Bagian yang paling menyentuh dari tayangan tersebut adalah keberadaan individu-individu yang tetap melaksanakan shalat di tengah puing dan lumpur. Ada ibu-ibu dengan mukena yang telah ternoda tanah, tetap berdiri dan bersujud tanpa ragu. Ada pula beberapa laki-laki yang tetap menunaikan shalat di bawah guyuran hujan yang belum mereda. Pemandangan ini rasanya indah dan menghadirkan kesan mendalam tentang keteguhan spiritual iman yang tidak terhapus oleh bencana fisik.

Dari perspektif kajian keagamaan, fenomena ini menunjukan bahwa praktik ibadah sejatinya merupakan ekspresi kebergantungan eksistensial kepada Allah. Ia bukan hanya praktik ritual, sehingga ketika ruang hidup mengalami kehancuran, yang justru tampil ialah inti dari iman itu sendiri: keikhlasan, ketundukan, dan kesadaran bahwa kehidupan dunia bersifat sementara.

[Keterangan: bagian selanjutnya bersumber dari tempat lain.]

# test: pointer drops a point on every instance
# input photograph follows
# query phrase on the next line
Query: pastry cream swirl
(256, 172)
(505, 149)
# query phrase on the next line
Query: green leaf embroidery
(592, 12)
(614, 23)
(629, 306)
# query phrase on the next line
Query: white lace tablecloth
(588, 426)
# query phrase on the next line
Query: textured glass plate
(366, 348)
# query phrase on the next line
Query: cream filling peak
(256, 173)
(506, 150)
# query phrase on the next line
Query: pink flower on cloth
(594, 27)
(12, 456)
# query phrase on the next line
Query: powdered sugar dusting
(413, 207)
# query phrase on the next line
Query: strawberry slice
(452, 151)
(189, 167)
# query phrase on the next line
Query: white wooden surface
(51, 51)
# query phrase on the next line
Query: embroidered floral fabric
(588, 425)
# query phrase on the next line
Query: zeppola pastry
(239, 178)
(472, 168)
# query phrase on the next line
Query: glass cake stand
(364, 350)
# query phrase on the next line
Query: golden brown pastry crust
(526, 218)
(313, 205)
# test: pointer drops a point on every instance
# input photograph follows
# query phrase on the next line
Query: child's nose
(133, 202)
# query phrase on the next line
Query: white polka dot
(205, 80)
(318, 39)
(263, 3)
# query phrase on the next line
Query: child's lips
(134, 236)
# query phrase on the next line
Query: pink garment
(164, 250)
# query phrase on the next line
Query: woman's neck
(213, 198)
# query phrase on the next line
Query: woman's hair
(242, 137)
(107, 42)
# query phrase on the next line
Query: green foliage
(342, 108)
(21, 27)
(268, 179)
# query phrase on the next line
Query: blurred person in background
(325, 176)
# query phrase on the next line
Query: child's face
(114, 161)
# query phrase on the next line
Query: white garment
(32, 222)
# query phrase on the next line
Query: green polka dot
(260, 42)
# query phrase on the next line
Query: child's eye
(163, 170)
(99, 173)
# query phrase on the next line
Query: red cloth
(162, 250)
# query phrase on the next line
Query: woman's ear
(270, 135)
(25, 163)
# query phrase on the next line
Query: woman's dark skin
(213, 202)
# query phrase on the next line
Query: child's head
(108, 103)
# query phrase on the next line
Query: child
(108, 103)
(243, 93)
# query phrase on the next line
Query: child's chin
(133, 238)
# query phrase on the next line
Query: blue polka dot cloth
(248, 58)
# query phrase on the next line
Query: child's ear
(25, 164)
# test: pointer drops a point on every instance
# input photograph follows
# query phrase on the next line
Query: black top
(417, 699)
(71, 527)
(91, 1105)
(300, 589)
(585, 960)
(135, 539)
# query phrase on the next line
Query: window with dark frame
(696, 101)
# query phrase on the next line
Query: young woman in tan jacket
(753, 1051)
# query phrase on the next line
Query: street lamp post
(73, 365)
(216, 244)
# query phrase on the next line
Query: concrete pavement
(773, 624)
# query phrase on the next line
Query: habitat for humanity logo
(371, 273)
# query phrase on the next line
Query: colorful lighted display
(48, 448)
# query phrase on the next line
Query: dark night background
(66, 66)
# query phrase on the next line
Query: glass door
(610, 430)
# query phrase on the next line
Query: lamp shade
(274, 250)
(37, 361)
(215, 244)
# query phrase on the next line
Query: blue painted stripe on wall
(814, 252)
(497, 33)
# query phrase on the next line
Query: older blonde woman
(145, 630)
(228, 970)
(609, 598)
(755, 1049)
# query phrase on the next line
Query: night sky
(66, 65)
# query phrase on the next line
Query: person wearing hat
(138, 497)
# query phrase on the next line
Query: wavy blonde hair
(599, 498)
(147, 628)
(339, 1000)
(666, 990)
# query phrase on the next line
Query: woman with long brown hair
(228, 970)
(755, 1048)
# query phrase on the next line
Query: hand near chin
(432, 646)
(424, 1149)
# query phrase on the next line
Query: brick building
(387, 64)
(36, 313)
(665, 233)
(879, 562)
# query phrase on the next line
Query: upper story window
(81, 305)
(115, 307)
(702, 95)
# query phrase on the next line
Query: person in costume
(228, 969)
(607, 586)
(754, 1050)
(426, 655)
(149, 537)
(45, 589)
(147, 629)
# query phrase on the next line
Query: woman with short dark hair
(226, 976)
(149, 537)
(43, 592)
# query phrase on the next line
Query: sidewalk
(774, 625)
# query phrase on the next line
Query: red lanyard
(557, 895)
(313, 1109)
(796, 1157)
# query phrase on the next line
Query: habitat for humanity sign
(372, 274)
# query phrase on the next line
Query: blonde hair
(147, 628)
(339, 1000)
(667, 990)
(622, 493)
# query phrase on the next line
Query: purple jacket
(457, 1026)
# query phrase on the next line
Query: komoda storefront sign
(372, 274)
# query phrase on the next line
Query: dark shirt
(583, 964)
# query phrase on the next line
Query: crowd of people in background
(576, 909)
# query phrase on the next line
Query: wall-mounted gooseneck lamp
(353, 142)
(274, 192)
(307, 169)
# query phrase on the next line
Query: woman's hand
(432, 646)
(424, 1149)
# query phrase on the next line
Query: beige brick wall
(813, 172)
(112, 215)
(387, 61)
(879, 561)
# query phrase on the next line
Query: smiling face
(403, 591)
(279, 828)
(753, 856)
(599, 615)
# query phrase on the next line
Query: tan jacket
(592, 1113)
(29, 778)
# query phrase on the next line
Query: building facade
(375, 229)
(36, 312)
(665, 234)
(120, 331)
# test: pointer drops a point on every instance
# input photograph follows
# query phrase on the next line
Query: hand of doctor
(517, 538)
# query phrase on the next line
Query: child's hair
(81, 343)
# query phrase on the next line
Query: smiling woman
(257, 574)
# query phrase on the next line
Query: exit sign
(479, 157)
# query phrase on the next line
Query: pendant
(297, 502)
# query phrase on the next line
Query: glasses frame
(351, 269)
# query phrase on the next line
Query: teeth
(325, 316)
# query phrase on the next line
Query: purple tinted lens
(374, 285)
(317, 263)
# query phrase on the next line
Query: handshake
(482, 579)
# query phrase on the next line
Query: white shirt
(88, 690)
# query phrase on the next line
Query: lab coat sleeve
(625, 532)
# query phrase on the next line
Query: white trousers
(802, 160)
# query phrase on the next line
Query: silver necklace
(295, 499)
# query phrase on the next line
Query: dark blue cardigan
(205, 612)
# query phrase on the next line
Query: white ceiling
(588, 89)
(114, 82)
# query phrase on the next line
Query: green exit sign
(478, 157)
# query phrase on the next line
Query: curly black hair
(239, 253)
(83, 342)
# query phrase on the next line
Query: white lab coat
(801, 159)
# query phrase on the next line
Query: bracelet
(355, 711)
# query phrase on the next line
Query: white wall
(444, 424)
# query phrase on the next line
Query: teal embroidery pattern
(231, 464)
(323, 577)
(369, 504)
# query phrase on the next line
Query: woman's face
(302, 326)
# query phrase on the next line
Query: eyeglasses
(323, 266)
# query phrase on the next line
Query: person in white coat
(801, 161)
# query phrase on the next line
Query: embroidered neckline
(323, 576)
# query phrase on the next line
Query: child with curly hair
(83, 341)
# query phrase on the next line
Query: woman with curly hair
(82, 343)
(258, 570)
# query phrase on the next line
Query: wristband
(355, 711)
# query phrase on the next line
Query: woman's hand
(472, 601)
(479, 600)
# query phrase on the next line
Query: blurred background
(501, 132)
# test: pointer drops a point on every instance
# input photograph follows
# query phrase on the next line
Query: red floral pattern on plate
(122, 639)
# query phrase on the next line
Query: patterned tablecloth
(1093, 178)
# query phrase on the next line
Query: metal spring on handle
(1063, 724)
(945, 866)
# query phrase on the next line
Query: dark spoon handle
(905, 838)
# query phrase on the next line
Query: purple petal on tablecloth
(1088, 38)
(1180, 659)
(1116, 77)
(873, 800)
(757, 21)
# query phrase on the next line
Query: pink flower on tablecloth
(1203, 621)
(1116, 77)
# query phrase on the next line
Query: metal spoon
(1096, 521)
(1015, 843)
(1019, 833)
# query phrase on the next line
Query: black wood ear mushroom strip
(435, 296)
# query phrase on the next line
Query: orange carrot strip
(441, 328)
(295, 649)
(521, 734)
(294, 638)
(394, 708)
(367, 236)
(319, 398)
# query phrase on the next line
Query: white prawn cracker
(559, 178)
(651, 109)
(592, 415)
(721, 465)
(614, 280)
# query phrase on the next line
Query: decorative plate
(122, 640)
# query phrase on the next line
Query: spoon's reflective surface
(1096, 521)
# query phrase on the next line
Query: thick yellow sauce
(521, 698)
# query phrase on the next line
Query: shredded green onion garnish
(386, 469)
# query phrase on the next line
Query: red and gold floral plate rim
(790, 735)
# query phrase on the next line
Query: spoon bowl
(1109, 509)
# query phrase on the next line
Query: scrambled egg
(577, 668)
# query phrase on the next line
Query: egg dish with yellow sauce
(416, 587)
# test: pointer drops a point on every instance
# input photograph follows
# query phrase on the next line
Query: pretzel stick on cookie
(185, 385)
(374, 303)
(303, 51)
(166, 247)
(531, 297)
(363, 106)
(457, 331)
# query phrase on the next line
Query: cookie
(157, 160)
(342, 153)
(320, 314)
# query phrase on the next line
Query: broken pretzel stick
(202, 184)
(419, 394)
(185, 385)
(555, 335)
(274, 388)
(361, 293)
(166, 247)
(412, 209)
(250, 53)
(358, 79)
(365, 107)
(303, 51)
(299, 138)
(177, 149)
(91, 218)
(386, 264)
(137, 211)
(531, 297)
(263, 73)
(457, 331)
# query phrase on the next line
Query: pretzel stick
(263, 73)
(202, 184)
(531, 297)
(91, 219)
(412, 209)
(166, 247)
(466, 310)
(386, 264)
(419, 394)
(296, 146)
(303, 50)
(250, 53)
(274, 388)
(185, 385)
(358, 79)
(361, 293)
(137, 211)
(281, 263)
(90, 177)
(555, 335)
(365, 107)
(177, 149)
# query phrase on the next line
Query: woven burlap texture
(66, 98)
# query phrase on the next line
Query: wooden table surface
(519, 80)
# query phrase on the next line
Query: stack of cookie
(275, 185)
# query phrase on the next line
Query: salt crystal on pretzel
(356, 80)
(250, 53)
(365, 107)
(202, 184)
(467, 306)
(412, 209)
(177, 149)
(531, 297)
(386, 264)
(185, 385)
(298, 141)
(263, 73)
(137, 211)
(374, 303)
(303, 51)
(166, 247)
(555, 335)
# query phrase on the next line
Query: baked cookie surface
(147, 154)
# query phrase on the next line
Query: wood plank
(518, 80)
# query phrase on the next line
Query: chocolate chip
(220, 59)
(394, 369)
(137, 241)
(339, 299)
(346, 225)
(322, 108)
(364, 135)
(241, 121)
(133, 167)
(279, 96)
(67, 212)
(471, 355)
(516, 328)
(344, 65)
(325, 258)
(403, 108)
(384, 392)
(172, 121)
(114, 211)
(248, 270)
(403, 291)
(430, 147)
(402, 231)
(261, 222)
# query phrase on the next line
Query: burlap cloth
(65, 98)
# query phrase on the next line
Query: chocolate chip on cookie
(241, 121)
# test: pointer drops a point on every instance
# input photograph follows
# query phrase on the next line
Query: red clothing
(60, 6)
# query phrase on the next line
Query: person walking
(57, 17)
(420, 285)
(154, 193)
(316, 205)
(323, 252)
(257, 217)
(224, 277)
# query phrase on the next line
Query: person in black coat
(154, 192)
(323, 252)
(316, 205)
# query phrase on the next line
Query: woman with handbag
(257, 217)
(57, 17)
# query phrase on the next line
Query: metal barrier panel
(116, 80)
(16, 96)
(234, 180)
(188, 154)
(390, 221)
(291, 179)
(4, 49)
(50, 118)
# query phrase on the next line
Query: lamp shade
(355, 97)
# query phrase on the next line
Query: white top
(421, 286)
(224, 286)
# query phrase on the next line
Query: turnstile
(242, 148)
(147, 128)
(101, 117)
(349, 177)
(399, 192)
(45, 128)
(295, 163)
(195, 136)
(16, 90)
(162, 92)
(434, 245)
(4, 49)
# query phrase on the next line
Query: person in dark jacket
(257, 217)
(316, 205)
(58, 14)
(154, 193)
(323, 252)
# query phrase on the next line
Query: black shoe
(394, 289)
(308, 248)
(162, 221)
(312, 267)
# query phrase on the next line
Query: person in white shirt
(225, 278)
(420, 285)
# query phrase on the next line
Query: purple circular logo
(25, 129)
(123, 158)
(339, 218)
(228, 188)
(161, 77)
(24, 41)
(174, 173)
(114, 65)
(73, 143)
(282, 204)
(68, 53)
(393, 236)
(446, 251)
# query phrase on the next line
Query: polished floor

Mereka yang terekam dalam video tersebut tampak sedang melakukan dialog hening dengan Sang Pencipta, seakan menyampaikan bahwa keterbatasan material tidak akan menghalangi penghambaan mereka.

Selain itu, video tersebut juga mengingatkan bahwa bencana jangan hanya dibaca sebagai musibah alam. Bagi sebagian masyarakat, terutama dalam tradisi keislaman, bencana adalah seruan untuk memperbaiki orientasi hidup. Ketika tanah yang diinjak tiba-tiba kehilangan stabilitas, manusia seakan diberi ruang untuk meninjau ulang apa yang selama ini dianggap kokoh.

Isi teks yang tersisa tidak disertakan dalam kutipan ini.